At the reception before the film, guests and members of WILPF alike mingled with one another as well as with guest of honor Madeleine Rees, who is depicted in the film by Vanessa Redgrave. The former head of the Women’s Rights and Gender Unit for the U.N. Office of the High Commissioner for Human Rights, Rees worked closely during her time in Bosnia with Kathryn Bolkovac, an American police officer hired by DynCorp as part of the U.N. peacekeeping mission there. Bolkovac, the woman who first brought the sex trafficking scandal to light and who serves as the film’s main character, is played by Rachel Weisz.
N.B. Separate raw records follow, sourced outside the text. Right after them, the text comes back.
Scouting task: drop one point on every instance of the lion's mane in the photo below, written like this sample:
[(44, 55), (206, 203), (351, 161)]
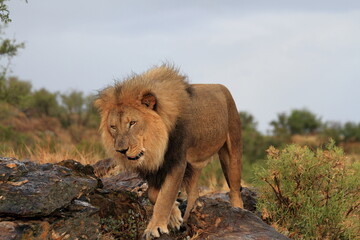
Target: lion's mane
[(172, 93)]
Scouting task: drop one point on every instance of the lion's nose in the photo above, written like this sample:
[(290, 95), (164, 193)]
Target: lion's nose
[(123, 151)]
The film, which Rees warned ahead of time would sully the high mood of the crowd following the reception, primarily follows Bolkovac, a Nebraskan investigator and recent divorcee, as she attempts a transition from local law enforcement to the perennially overcast world of U.N. peacekeeping in Bosnia in the 1990s. Based on the book written by Bolkovac herself, The Whistleblower eventually dives with her into a labyrinthine investigation of a dendritic and deep-seeded sex trafficking ring, the ranks of which reach well into the peacekeeping coalition itself. As she struggles to save lives—two in particular but many in general—Bolkovac comes to the creeping and related realizations that she is as much fighting criminal lowlife as she is peers and superiors, and that everyone around her either already knows about the sex trafficking or doesn’t want to.
Which is more or less where Rees comes in, both in the film as well as in real life. Though her influence on the events depicted in the film was vast, the screentime she is given seems limited. Rees, for her part, is unlikely to complain: Her concern lies far less with fanfare and self-promotion than it does with the promotion of awareness. The Whistleblower, despite its commercial status and summer release date, is a film that is primarily concerned with telling the stories of Bolkovac, Rees and sex trafficking in general to as many people as possible.
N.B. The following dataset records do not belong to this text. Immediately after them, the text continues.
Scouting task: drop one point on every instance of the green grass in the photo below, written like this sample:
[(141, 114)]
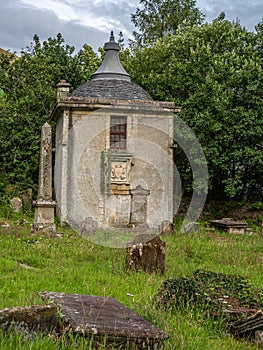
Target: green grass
[(35, 262)]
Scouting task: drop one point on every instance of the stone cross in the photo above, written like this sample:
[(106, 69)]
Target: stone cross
[(44, 206)]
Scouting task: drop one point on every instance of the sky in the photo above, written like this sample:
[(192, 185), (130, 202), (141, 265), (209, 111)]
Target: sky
[(90, 21)]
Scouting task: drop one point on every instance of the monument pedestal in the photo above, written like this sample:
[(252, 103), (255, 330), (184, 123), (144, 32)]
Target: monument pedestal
[(44, 216), (44, 205)]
In fact, it was this initiative, Rees said, that influenced the decision of the filmmakers, with whom she worked closely over the course of five years (even to the extent of providing them with a place to stay for weeks at a time), to shoot the film as a theatrical narrative rather than the type of documentary that would have been more typical of the subject matter. The widespread release and well-known names attached to the film will hopefully help to draw large numbers of summer viewers, which will more than offset the negative effect of the lack in background information, as well as the frenetic pace it takes to try to cram its wide-ranging subject material into a short runtime—which Rees readily admits as a problem.
That is where The Whistleblower suffers: In its rush to include all of the details and particulars of the story it is trying to tell, it somewhat paradoxically risks passing them by. The details surrounding Bolkovac’s personal life—her divorce, the strained relations it produces with her daughter and the boyfriend with whom she shacks up within the first half hour of the film—are likely included as an attempt to humanize Bolkovac, but end up, in their hasty want of depth, doing the opposite. In conjunction with an extensive cast of nearly identical male characters, as well as a setting most likely unfamiliar to most American viewers, the marginal character development makes it difficult to identify with the issues Bolkovac faces personally within the film.
The issues she and Rees shared institutionally, however, are something else entirely, as evidenced by the reaction of the WILPF crowd following the screening. A question-and-answer session with Rees and Donna Bickford, the director of the UNC Women’s Center, gave viewers the opportunity to vent their frustrations, and to discuss courses of action for dealing with sex trafficking in the future. The scope of the discussion was limited to neither global nor domestic sex trafficking, but rather concerned the ways in which the two often overlap. It may be fitting, then, that the British-born Rees and her experiences in Bosnia made their way all the way to Chapel Hill for the night: If the issue itself is one that crosses strange and varied borders of countries, states and nations, then it should come as no surprise that its awareness initiatives might do the same.